Können medizinische Forschungen im Labor die Basis für Mutationen von Virus-Stämmen in der freien Natur sein? (Symbolfoto Labor Universität Graz)

Foto: SylviaGollnerMedUniGraz / Wikimedia (CC-BY-SA-4.0)
Verdacht: Labor-Experimente in Wuhan begünstigten das Entstehen des Coronavirus

Das Kürzel „Wuhan“ und eine mutmaßliche Ausbreitung des Coronavirus aus dem Umfeld des dortigen Hochsicherheitslabors für biomedizinische Forschung hält sich hartnäckig in Wissenschaftler- und Geheimdienstkreisen. Dass eine bewusste Freisetzung des Virus erfolgt sein soll, wollen die meisten Protagonisten offiziell nicht diskutieren. Solche Diskussionen über den Covid-19-Usprung werden sogar als „Verschwörungstheorie“ weltweit medial abgewürgt.

Es sollen sogenannte „Gain-of-function-Experimente“ stattgefunden haben, eine unter Laborbedingungen herbeigeführte Art der Erregermanipulation, bei der es darum geht, neue Erreger zu schaffen, um sich so in Sachen Biosicherheit auf künftige Herausforderungen in Medizin und Forschung vorzubereiten.

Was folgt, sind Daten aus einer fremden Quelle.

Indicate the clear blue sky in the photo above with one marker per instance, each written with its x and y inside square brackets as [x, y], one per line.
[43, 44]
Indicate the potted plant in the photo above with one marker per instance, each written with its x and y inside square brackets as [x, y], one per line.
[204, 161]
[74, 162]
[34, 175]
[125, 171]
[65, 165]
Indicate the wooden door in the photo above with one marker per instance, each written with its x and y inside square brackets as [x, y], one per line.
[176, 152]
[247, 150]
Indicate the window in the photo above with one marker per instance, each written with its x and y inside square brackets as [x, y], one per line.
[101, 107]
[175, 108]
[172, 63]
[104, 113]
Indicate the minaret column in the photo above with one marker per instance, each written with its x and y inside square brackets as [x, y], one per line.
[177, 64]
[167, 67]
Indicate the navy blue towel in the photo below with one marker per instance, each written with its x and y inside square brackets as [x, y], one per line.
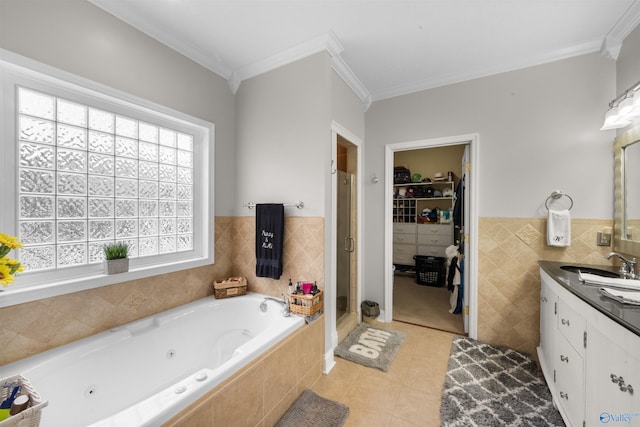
[269, 239]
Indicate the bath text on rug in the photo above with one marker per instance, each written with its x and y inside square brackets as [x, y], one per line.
[370, 343]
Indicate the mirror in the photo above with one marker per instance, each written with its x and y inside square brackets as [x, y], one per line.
[626, 232]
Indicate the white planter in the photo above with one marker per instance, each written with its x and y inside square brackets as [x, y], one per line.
[115, 266]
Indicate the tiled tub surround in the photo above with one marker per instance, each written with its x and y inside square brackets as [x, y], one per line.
[34, 327]
[262, 392]
[146, 372]
[509, 279]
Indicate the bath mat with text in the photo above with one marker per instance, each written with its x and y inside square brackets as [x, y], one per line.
[311, 410]
[371, 346]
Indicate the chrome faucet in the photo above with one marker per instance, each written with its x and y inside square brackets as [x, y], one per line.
[628, 266]
[283, 301]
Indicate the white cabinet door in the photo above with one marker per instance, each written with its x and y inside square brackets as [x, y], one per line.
[548, 328]
[571, 322]
[612, 377]
[569, 381]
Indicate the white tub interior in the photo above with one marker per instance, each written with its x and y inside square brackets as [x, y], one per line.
[145, 372]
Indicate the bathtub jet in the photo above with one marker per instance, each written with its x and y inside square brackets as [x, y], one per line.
[147, 371]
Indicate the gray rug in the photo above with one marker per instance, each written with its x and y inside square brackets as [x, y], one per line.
[490, 385]
[371, 346]
[311, 410]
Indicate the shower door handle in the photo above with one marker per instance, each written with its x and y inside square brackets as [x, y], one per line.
[349, 244]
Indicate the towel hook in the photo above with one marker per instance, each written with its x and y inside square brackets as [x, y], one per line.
[555, 196]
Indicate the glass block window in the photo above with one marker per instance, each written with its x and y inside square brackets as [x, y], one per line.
[88, 177]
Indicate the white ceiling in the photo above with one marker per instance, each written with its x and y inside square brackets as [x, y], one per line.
[382, 48]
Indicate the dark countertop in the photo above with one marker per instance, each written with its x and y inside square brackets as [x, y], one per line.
[625, 314]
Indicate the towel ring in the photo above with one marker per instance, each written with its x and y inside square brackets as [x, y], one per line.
[555, 196]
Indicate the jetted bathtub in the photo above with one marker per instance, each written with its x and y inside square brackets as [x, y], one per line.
[145, 372]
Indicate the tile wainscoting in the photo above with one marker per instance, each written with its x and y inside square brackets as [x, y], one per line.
[34, 327]
[260, 393]
[509, 279]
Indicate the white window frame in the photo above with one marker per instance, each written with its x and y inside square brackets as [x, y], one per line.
[16, 70]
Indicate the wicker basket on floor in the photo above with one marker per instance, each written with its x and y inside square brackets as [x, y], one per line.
[231, 287]
[306, 304]
[30, 417]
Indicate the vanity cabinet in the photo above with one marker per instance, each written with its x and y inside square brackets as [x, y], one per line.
[612, 375]
[548, 315]
[588, 360]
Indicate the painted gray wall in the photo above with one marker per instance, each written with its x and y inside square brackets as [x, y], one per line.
[539, 131]
[346, 108]
[282, 136]
[628, 63]
[82, 39]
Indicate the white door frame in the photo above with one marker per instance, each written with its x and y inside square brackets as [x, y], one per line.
[331, 330]
[471, 261]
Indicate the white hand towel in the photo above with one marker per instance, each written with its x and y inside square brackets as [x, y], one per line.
[625, 297]
[559, 228]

Vogelgrippevirus-Experimente in den Niederlanden 2011

Bereits 2011 gab es in der Fachwelt eine heftige Diskussion über die im Labor von Ron Fouchier am Erasmus Medical Center in Rotterdam (Niederlande) stattgefundenen Experimente mit dem Vogelgrippevirus H5N1.

In weitreichenden Experimenten entwickelte H5N1 solche aggressiven Eigenschaften, dass sogar ein Moratorium über diese Art der Forschung stattgefunden hat.

Herstellung eines chimären Sars-Virus in Wuhan-Institut?

Bereits vor fünf Jahren kam es nach Berichten in der Fachzeitschrift Nature Medicine zur Herstellung eines sogenannten „chimären Sars-Virus“ aus einem Fledermausvirus und einem künstlich ins Erbgut eingepflanzten Gens.

Dieser im Labor „erschaffene“ Erreger soll schwere Erkrankungen in Versuchstieren ausgelöst und sogar menschliche Lungenzellen befallen haben. Zu den Autoren zählten auch Virologen des Wuhan-Instituts. Die Ergebnisse der Laborversuche zeigten damals, dass eine weitere Sars-Pandemie aus Fledermaus-Coronaviren für die Zukunft möglich wäre.

Vermehrungsbedingungen können Mutationen befördern

Ein Ergebnis dieser weltweiten Forschungen lassen den fatalen Schluss zu, dass auch ideale Vermehrungsbedingungen natürliche Virus-Mutationen befördern können. Das heißt, auch wenn das aktuelle Coronavirus keine bewusste Neukonstruktion unter Laborbedingungen ist, können gewisse Rahmenbedingungen zu aggressiven neuen Virenstämmen führen.

Somit könnte die These, dass Virenstämme durch eine Sicherheitslücke aus dem Wuhan-Institut unbewusst freigesetzt worden sind und diese dann eine weitere Entwicklung genommen haben, ein Erklärungsmuster sein.